球技大会 その二
午前の種目が終わったので私たちは現在お昼休憩を取っている。今日は紫音が私以外にも一花や雅の分も作ってきており、紫音のお弁当を囲む形で座っていた。
さっそく、私たちはお弁当を開けて中を見てみる。今日のお弁当はおにぎり、サンドイッチ、から揚げ、タコさんウインナー、卵焼きなど運動会の時のようなラインナップだった。
「すごいね紫音。まるで運動会みたい」
「球技大会だからね!運動会みたいなノリで作ってみたよ!一花や雅の口にも合うといいんだけど…」
「とても美味しそうだよ、紫音さん」
「えぇ。
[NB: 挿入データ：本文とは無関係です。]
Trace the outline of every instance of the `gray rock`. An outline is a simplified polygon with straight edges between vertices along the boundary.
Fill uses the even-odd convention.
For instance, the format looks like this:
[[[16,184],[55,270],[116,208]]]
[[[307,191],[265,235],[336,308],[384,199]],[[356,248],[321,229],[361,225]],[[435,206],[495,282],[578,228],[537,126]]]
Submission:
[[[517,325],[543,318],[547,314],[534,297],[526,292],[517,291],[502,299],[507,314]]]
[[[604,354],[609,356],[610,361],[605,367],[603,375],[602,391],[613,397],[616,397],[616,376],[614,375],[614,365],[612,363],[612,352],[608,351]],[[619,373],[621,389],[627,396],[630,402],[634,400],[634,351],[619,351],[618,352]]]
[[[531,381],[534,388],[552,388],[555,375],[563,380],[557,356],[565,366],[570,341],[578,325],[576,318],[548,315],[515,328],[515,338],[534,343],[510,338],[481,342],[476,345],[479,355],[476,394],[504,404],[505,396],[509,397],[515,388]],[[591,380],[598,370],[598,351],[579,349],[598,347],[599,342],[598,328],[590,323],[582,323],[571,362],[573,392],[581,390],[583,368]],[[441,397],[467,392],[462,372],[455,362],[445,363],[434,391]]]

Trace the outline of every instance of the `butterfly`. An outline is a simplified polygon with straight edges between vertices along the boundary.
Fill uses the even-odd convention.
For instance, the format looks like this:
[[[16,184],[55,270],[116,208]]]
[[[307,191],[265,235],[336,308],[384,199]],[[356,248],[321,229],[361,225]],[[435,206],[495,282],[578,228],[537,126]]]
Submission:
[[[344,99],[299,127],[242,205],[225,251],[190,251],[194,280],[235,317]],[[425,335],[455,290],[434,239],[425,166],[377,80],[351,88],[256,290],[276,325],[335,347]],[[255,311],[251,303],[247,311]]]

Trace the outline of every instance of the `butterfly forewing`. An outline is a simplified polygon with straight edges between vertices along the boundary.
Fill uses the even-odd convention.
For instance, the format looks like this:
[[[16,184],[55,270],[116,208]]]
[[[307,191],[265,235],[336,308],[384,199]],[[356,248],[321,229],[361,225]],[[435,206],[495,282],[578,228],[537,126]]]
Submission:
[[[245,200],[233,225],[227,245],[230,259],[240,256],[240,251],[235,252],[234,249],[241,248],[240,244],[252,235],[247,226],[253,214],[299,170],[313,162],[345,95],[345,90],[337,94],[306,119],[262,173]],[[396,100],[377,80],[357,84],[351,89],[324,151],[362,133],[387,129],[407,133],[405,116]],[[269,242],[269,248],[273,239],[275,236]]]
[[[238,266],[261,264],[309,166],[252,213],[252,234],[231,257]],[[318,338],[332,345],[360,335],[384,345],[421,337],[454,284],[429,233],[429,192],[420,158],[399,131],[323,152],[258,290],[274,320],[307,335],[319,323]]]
早く食べてみたいわね」
「それじゃあみんな、めしあがれ!」
「「「いただきます!」」」
私たちはそう言うと、各々食べたい物を手に取り食べ始める。
私はハムとチーズが挟まったサンドイッチを手に取った。
おにぎりは梅干しの可能性があり、紫音の梅干しはめっちゃ酸っぱいので、できれば避けたいところだ。
私は手に取ったサンドイッチをさっそく一口だべてみる。
「ん、美味しい」
「んぐっ?!」
すると、私がサンドイッチを食べている隣で何とも声にならない声が聞こえてき。
声のした方を見てみると、おにぎりを片手に酸っぱそうな顔をした一花がいた。
「一花、もしかしてそれ梅干し?」
ブンブンブン!
一花はあまりの酸っぱさでしゃべれないのか、ものすごい勢いで首を振っている。
「あれ、そんなに酸っぱい?前に白玖乃も凄く酸っぱそうにしてたけど」
「そんな事ないわよ?私は普通に食べれるし」
そう言いながら雅は、梅干しの入ったおにぎりを普通に食べていた。
私と一花はそんな雅を見て、驚きで何もいえなかった。
なんとか頑張っておにぎりを食べている一花の事はとりあえず放置して、私は次に苺のジャムらしきサンドイッチを手に取り食べてみる。
「はうっ?!」
私はそのあまりの酸っぱさに変な声が出てしまい、急いで飲み物を飲んだ。
「し、紫音。このサンドイッチってもしかして…」
「あ、それは梅干しだね!おふざけで作ってみたんだけど、まさか白玖乃が食べるとは…ふふ」
紫音はそう言うと、少し楽しそうに笑った。どうやら彼女の悪戯のようだ。そんな紫音も可愛くて好きだが、今は違う。梅干しのあまりの酸っぱさでそれどころではない。
ただ、一度口にした物を残すのは紫音に悪いため、何とか全部食べる事にする。
その後は梅干しの酸っぱさで苦しむこともなく、楽しくお昼を食べて過ごすことができた。
お昼を食べた後は午後の種目が始まる。私と紫音たちは参加する種目が違うため、ここでお別れとなる。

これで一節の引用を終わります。